Almost all the PA speakers used the exact same HF driver (22a?), and it needed quite a bit of correction applied to get it anywhere near flat. Used in a speaker with a passive crossover, filtering was built into the crossover network - not very efficient, but sort of worked.
Driven by their own amp, in a bi/tri amped system, the filtering was supplied at first by a (physical) plug-in eq on the back of the amp, or later built into the amp. Or if used with a Peavey crossover it was supplied there. If used bi-amped without the correct filter somewhere, they sound terrible.
A cab such as the SP2 would have passive filtering when used with the full range input, but none if using the bi-amp inputs.
The HDH system James mentioned needed to be used with a dedicated controller with active sensing of the amp's outputs built in. Note that the top end of these was 4 of these HF drivers attached to the one horn, and needed careful adjustment to get them all in phase with each other - once done though, it worked well.
Yes, seems I had made 2 mistakes, first, I using other drivers instead of the original 22a and also not running them horns through my crossover. Luckily I spoke to a friend yesterday who has the 22a who is going to send one to me in the next week or two.
When received I will set the crossover to the recommended points and run a side by side comparison with the current JBL and the 22a and will report back.
But, EQ is rarely able to provide a steep enough slope. You could try setting the Drive Rack mid/high crossover frequency at 600Hz and the slop at 12dB/8ve for the mid and HF power amps, but the horn rolls of pretty dramatically above 10kHz so it is going to lack top end up where I can just about still hear it so probably more so for you and especially your son.
Treat the MFX as a midrange horn with crossover points set so that it handles the frequency range around 1kHz-5kHz and use something else for 5kHz upwards. Even adding a couple of cheap Piezo horns would be better than trying to get the MFX to work at high frequencies in my opinion.
Sam Spoons wrote:
But, EQ is rarely able to provide a steep enough slope. You could try setting the Drive Rack mid/high crossover frequency at 600Hz and the slop at 12dB/8ve for the mid and HF power amps, but the horn rolls of pretty dramatically above 10kHz so it is going to lack top end up where I can just about still hear it so probably more so for you and especially your son.

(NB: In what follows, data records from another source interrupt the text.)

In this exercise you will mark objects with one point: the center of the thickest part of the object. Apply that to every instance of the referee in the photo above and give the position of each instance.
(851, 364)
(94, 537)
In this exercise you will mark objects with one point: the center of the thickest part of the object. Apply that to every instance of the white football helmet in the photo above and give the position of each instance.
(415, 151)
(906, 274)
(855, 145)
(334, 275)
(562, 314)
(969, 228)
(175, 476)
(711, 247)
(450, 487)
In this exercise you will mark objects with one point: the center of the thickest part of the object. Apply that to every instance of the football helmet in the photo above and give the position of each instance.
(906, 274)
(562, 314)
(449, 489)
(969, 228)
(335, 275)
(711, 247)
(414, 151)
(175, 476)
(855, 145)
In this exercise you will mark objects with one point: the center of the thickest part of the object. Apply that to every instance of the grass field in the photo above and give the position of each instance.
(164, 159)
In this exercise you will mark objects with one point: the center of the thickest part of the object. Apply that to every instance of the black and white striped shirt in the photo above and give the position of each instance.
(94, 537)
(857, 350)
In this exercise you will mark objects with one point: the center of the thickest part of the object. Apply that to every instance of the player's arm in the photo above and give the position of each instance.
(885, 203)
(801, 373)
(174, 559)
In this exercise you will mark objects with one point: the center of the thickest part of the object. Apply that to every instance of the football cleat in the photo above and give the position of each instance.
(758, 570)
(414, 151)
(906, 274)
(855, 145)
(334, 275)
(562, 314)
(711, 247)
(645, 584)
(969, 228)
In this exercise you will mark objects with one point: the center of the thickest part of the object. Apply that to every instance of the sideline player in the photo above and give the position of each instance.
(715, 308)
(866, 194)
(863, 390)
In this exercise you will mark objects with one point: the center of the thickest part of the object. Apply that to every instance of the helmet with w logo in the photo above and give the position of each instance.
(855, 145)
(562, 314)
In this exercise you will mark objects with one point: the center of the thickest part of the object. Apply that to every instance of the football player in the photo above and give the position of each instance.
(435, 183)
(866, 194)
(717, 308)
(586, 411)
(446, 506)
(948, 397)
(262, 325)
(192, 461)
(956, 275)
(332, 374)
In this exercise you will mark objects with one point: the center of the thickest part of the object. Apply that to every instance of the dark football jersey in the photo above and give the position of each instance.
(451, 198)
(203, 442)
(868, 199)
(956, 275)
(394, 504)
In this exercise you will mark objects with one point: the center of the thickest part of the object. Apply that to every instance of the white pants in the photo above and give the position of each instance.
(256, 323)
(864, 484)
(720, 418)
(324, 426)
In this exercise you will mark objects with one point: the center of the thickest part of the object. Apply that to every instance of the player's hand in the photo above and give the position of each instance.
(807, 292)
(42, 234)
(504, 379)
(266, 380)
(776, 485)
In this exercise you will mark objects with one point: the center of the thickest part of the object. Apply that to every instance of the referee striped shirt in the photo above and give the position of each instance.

Does that mean it can run at 10k continuously and that is the highest level of highs I will be able to get?
mikehende wrote:
Does that mean it can run at 10k continuously and that is the highest level of highs I will be able to get?
From the frequency response it would appear that you only get around half the level that you should at 10k (compared to 2k) and the response drops rapidly after that. However, you'll still get something at 15kHz but nothing like as much as you should. This is a separate issue to power handling - MarkPAMan is probably more experienced than most with those 22A drivers so could probably tell you the optimum size amp to use with them.
MarkPAman wrote:It's 20+years since I stopped working for the UK's biggest Peavey dealer, but there's a few things I still remember about their horns
What James said Mark, if you can advise me on how to properly optimize the 22A driver when I get it would be nice? Also, I was told that "Peavy made a near copy of the JBL 2404", would you happened to know what model of Peavey that was please?
MarkPAman wrote:It's 20+years since I stopped working for the UK's biggest Peavey dealer, but there's a few things I still remember about their horns./quote]
What James said Mark, if you can advise me on how to properly optimize the 22A driver when I get it would be nice? Also, I was told that "Peavy made a near copy of the JBL 2404", would you happened to know what model of Peavey that was please?
I have a vague memory that the people Mark worked for used a CS400 amp for the highs on smaller systems like yours with the plug-in crossover modules but I could easily be wrong. I used to help them out occasionally but we're talking 25-30 years ago here.